About Me

Hey there! I'm a twenty-three year old Jesus follower, and this blog is to record all of the goings-on in my life within the next months. I recently broke both of my legs, and feel God leading me to tell my story - a story of redemption and grace, of hope and pain, of excitment and fear. May you be deeply blessed as you read. Shalom!

Saturday, November 6, 2010

Humble.

This morning, my baby sister helped my mom wash my hair.  Then she helped me style it.  It looks so stinkin' cute...I'm not even going to lie.  But you know what?  She did not do it the way I wanted.

This sister is on the quieter side, unlike me.  I'm always telling people how I'm feeling, what I'm thinking, whether or not I've pooped that day (which I haven't - pray for me.  The meds are killing me.)  I'm like a walking billboard for TMI, but I don't care.  My sister is much more reserved than I am - she watches everything that's going on around her before she states her opinion.  It usually gives her an informed one, at that.  Anyway, I had asked her if she would blow-dry my hair, and she always plays off like she doesn't want to do things (even if she really does).  I asked her to hold up the mirror instead, but I couldn't reach the back very well in my wheelchair, so she took over for me.  She started to comb it in the wrong direction, and I kept getting frustrated.  I kept wanting to say "M, do it this way, not that way", but I just let go of it. When she was done, it looked so cute!

One of the things I think that God is going to teach me over the next several months is what it means to wait. You'd think I'd have this down by now, right?  I have made so many important decisions in my life & I have been given time to listen and pray about what to do next.  But nope.  Not so great at waiting.  ESPECIALLY when I'm driving.  Oh man.  It's bad.  I need to be humbled.

In the mornings, I have to wait for others to get up so I can pee.  I have to wait for my poop to be ready to come out.  I have to explain how I like my butt to be wiped, and be paitient when the wiper doesn't get it (.  The universe does not revolve around me just because I fell and broke some bones.  And, the process is incredibly humbling.  Life is carrying on for the people around me (which is so exciting!), and I am going to have to wait until my body heals.  I am going to have to take a lot of time to learn how to walk again.  I am going to have to wait to hear what God says I'm supposed to do next after I'm done healing from this accident, and this freaks me out.

But you know what Psalm 39:7 says?  "Lord...my hope is in You."

There is so much hope, right!?  One of my closest friends gave me a little wall decoration that says "Hope" on it.  It has been such an encouragement to me because I keep beating myself up when I don't do things right.  I get so frustrated when I'm not as patient as I could be, or when I immediately think of myself.
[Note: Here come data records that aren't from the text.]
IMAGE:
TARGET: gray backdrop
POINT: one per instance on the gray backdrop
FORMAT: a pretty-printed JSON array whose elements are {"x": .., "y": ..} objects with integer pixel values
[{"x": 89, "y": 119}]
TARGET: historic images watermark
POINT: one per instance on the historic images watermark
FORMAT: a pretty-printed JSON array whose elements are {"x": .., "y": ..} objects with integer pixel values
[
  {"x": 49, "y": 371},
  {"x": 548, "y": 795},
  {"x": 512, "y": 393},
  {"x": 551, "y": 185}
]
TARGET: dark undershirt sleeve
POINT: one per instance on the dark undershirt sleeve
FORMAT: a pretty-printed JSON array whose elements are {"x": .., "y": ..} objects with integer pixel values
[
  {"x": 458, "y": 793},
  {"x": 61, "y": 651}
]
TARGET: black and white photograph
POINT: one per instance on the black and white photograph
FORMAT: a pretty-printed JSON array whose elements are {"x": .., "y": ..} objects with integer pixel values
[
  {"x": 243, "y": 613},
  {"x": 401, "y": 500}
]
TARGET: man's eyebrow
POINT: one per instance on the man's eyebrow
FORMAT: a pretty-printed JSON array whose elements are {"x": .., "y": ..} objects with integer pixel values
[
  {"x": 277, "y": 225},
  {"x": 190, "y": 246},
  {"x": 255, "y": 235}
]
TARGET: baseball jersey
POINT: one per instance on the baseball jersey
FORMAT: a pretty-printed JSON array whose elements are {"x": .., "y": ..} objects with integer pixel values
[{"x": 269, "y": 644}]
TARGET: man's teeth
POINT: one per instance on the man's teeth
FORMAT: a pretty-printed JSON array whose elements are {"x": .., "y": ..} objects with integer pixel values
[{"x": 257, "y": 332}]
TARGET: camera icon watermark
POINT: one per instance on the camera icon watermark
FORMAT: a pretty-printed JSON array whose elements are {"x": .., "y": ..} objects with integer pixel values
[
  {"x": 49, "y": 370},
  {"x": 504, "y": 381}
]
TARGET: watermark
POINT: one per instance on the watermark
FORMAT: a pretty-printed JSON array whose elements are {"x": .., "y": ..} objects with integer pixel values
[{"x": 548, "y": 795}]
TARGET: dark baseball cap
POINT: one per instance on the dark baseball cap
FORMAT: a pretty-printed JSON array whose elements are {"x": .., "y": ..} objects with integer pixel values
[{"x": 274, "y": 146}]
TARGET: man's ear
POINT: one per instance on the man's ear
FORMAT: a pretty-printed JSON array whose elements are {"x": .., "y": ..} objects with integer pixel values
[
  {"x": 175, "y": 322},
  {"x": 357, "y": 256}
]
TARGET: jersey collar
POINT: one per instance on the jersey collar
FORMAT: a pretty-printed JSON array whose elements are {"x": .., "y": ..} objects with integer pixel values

Sometimes I want something, but I wait a few extra minutes because I know my mom is still eating her dinner.  Eventually, the bottom-wiper got it, and we're in business.  I haven't peed my bed yet, and I don't think I will.  I mean, think about all of the blessings that come in my day: I can get into a wheelchair, and move around my house; I have the use of my mouth, hands, eyes, nose, ears, arms, and butt; I have nothing hanging over my head (my job wants me back!); I have a warm bed to sleep in & pillows to make it comfy; I have food & clean drinking water; I can breathe well...wow!  Most importantly, I serve & love a God that knows my every need, and wants to meet them.  He deserves all the credit for these things - he is so good to me.  To us.

Being humbled helps us to focus on the things that matter.  Falling from a 20-foot wall?  Humbling.  Very much so.  But, from the moment I hit the ground, God has used it to make me even MORE thankful for the ways that he has so richly blessed my life.  Please pray for me; that I don't lose sight of these things in the midst of the hard times.  How can I pray for you?